The Band Filtering is used to enhance or reduce frequencies within certain frequency/wavelength bands. A band filter is defined by a band type (Low-Pass, High-Pass, Band-Pass and Band-Reject), which has corresponding cut-off frequencies and by its Filter form (Ideal or Butterworth) and optionally the filter order.
The Filter Band type can be selected by their radio buttons and the cutoff frequencies by the edit fields or arrow buttons. Alternatively the cutoff frequencies can be set interactively by controlling the associated circles in the Fourier image window.
The Low pass filter will reduce the Fourier components having frequencies lower than the selected filter cut-off frequency. This will result in a smoothing or blurring of the spatial image.
The High pass filter will reduce the Fourier components and will typically enhance the contrast of the spatial image.
A Band pass filter is a combination of a Low-pass and High-pass filter where the low-pass cutoff frequency is set higher than the High-pass cutoff frequency.
This filter type can be used for comparison of e.g. the roughness of data acquired with different instruments with different frequency characteristics. Here the filter can limit the analysis to a comparable frequency band covered by both instruments.
The Band-pass filter can also be defined by a low cut off frequency and a certain bandwidth when the Bandwidth checkbox is selected.
The Band reject filter has also a high and low band filter limits, but works opposite to the Band pass filter as it will reject frequencies between the band limits and preserve the outer frequencies.
Below is seen a screen dump from a Band Pass filtering process:
Upper left: The input image. Upper right: the Fourier image with the upper and lower cut-off frequencies shown by circles. Lower left: a 3D view of the defined Butterworth band pass filter which is multiplied with the FFT image before inverse filtering. Bottom left: the filtered result produced by inverse transformation of the modified Fourier image.
When the Fixed Bandwidth checkbox is set the band-pass or band-reject filters are defined in terms of the lower cut off frequency and the Fixed Bandwidth parameter, which will determine the upper cutoff frequency.
Currently two forms are implemented:
Ideal filtering: where all frequencies outside the cutoff frequency are completely attenuated.
- Butterworth filtering: The Butterworth filter is a more smooth function that will reduce the power (amplitude squared) of the Fourier components by 50% (6 dB) at the cutoff frequencies. Compared to the Ideal filter it will produce less ringing effects in the Inverse Fourier transform.
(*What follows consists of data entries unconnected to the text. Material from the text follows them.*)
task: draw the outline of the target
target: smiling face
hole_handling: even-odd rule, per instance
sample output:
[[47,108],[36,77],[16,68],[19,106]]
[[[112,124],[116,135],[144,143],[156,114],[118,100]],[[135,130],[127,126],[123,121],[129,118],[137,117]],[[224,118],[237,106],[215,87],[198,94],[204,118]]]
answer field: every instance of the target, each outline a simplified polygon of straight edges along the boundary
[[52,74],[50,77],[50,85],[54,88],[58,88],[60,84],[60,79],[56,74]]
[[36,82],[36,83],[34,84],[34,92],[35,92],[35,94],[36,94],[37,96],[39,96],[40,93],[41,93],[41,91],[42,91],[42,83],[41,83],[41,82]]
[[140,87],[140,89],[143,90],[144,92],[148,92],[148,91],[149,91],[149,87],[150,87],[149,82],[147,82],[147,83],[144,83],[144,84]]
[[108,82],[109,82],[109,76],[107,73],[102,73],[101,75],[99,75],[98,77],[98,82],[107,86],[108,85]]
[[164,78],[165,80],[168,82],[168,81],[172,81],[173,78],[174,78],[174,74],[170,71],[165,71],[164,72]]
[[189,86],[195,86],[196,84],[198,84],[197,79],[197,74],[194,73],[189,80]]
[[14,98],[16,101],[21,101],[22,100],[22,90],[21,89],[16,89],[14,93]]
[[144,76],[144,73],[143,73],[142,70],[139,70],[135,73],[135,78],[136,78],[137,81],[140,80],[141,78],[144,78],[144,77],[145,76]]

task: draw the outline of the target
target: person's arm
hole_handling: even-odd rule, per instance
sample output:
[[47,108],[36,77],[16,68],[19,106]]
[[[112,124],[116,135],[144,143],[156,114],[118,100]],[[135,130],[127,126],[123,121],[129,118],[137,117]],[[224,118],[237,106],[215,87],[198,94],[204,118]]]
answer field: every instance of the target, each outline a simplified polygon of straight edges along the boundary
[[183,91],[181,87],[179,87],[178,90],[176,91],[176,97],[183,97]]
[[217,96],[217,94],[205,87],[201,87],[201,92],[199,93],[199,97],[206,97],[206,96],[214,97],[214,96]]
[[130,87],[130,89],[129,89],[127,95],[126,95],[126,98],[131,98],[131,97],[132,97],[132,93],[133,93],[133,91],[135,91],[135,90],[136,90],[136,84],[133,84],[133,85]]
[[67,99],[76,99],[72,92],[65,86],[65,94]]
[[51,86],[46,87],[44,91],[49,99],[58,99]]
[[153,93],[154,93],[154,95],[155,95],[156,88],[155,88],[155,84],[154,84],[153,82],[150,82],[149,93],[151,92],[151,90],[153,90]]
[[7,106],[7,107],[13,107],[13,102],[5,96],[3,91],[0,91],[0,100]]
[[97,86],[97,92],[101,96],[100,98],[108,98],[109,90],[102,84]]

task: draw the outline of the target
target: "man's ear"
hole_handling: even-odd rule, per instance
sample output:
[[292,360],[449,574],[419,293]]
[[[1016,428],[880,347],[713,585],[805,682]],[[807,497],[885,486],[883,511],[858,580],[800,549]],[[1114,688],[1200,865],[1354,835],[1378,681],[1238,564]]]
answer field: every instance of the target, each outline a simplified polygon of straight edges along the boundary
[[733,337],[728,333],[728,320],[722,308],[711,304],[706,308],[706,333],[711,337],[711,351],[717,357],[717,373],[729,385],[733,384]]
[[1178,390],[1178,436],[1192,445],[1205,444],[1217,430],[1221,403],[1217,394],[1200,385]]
Controlling the Cut-off Frequencies:
The upper and lower cut off frequencies can be controlled by the associated arrow keys. While doing so circles in the Fourier Image will indicate the cutoff frequencies graphically and it is also possible to monitor the filter form as an image when the Show Filter checkbox is set. The Cutoff circles can also be resized with the mouse in the Fourier Image Window.
It is also possible to enter the numbers directly in terms of ratio, wavelength (spatial units), pixels (Fourier Pixels) and time domain frequency (Hertz). Note, that the Hertz parameter is valid only for raster-scanned images containing proper timing information.
The filter order determines the steepness of the Butterworth filter; an order of 1 will decrease the amplitude by 6 dB per octave and an order of 2 will decrease the amplitude by 12 dB per octave and so forth.
Checking the "Show Filter" checkbox will display the Fourier Filter function and changes to the filter will be reflected immediately. It might be informative to view the profile as well by putting a cross-section line across the Filter window.
Checking the "Show FFT Filtered" checkbox allows a visual check of the filtered FFT. This can be practically to see the components removed by either markers or the band filtering or even the amplitude threshold filtering.
If you want to apply the present filter on other images you may store it so that it can be easily reloaded or used in a Batch Process. When saving the Fourier Filter, SPIP will suggest at name reflecting the Filter type and the cut off frequencies measured in pixels. Note that the filter cut off values are saved by their pixel values, meaning that the wavelength parameters will be different for image of different size.
When including a Fourier filter in a Batch Process you should use the "Fourier Filter Specific" function found in the available functions of the Batch Process Dialog.